You can also use a combination of these techniques to suit the building. This isn’t always relevant, but it should be considered if there are some reusable period materials present in the building. Make sure you identify these before work commences.

Planning permission

The process of demolishing a house or outbuilding beneath three storeys is a relatively simple task and it is normally classed as permitted development. This means most projects can proceed without notifying the local planning authority.

Exceptions apply in Conservation Areas and wherever buildings are Listed. If this applies to you, speak with your local planning authority for guidance.

The local environment

When a building is demolished its environmental impact must be considered. In rural areas, it is standard practice to hire an ecologist to carry out a wildlife survey and we also recommend this in urban areas. If the presence of an endangered species is detected, then it is likely a further report will be required.

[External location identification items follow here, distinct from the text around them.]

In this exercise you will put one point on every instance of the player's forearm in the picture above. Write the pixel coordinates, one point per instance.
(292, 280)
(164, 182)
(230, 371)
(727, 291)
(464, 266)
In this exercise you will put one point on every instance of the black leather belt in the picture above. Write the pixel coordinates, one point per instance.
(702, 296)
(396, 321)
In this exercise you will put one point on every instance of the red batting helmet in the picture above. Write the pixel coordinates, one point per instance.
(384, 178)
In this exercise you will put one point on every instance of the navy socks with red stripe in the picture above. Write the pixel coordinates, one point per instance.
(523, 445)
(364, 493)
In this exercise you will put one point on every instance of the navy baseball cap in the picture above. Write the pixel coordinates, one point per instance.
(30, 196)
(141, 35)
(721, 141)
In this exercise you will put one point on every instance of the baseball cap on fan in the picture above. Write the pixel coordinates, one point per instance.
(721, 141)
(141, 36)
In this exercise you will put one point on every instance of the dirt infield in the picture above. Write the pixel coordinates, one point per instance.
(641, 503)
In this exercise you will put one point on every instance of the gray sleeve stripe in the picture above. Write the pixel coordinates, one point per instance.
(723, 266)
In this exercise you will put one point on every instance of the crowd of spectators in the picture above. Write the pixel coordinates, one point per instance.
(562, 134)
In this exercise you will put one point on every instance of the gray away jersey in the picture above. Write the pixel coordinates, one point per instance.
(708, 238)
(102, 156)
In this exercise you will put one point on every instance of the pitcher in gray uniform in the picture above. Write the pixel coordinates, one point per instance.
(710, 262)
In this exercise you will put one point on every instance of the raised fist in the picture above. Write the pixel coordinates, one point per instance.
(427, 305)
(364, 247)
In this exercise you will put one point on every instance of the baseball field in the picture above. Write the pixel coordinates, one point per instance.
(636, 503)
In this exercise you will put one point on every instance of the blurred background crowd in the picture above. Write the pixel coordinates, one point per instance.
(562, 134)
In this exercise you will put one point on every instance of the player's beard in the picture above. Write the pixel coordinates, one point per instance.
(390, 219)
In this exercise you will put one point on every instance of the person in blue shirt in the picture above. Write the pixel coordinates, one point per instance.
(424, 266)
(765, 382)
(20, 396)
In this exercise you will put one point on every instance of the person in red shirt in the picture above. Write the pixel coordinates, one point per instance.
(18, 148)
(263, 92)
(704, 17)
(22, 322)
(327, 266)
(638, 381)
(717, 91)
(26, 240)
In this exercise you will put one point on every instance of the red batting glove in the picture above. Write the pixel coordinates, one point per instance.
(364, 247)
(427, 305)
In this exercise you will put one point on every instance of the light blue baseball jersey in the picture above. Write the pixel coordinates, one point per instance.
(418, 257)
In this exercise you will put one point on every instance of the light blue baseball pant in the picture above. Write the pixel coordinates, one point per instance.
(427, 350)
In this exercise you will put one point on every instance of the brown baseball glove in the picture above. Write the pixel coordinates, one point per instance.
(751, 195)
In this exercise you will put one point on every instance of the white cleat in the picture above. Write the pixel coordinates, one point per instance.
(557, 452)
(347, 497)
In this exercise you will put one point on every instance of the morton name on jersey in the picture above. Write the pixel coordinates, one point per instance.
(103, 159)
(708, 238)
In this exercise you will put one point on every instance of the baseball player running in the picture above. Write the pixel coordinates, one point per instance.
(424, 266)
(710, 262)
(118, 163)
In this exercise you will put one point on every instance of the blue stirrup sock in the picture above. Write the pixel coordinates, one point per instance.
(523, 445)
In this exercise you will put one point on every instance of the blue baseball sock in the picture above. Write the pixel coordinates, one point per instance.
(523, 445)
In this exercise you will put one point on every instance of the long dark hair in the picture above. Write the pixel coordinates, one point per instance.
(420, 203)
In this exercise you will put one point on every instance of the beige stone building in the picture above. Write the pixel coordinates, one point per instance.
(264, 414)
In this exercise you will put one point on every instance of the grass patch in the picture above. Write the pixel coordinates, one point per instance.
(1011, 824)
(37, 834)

The results of an ecological survey can place some conditions on demolition. These conditions typically include the time of year demolition work can commence and any further mitigation measures if required.

One thing to shake out of your head is the prospect of your demolition project being refused due to the ecological report. This never happens, because permitted development rights hold true even under survey. The survey can merely place restrictions on the demolition and if you agree to them, demolition can proceed.


The Control of Asbestos Regulations 2012 make it the responsibility of the duty holder to identify the location and condition of asbestos containing materials. If identified, a written asbestos management plan is a legal requirement.

Asbestos surveys satisfy the criteria of identifying the location and condition of asbestos containing materials. Often, the surveyor can also assist with the written asbestos management plan, so you can kill two birds with one stone. The size and scale of surveys differs depending on the project. Residential demolition projects should have an inspection survey carried out with a reputable company.

It’s important to remember that asbestos is a fibrous silicate that causes cancer and respiratory disease when inhaled. It is extremely hazardous and should be treated as such.

Health and safety

Demolition projects have a unique set of hazards, from unplanned structure collapse and falling debris to tripping hazards and electrocution. If you use a professional demolition company such as Jennings, site health and safety is project managed to ensure everyone on site is kept as safe as is reasonably possible.

If you are demolishing a building yourself, we advise you to read the latest demolition guidance from the Health and Safety Executive. You must take all reasonable measures to protect yourself and others during demolition.

For any matters of concern regarding site health and safety, you can hire advisors out to survey your site or a demolition company for a fee. We always recommend speaking with a demolition health and safety expert prior to starting work. A fresh pair of eyes is sometimes all it takes to make sites considerably safer for everyone.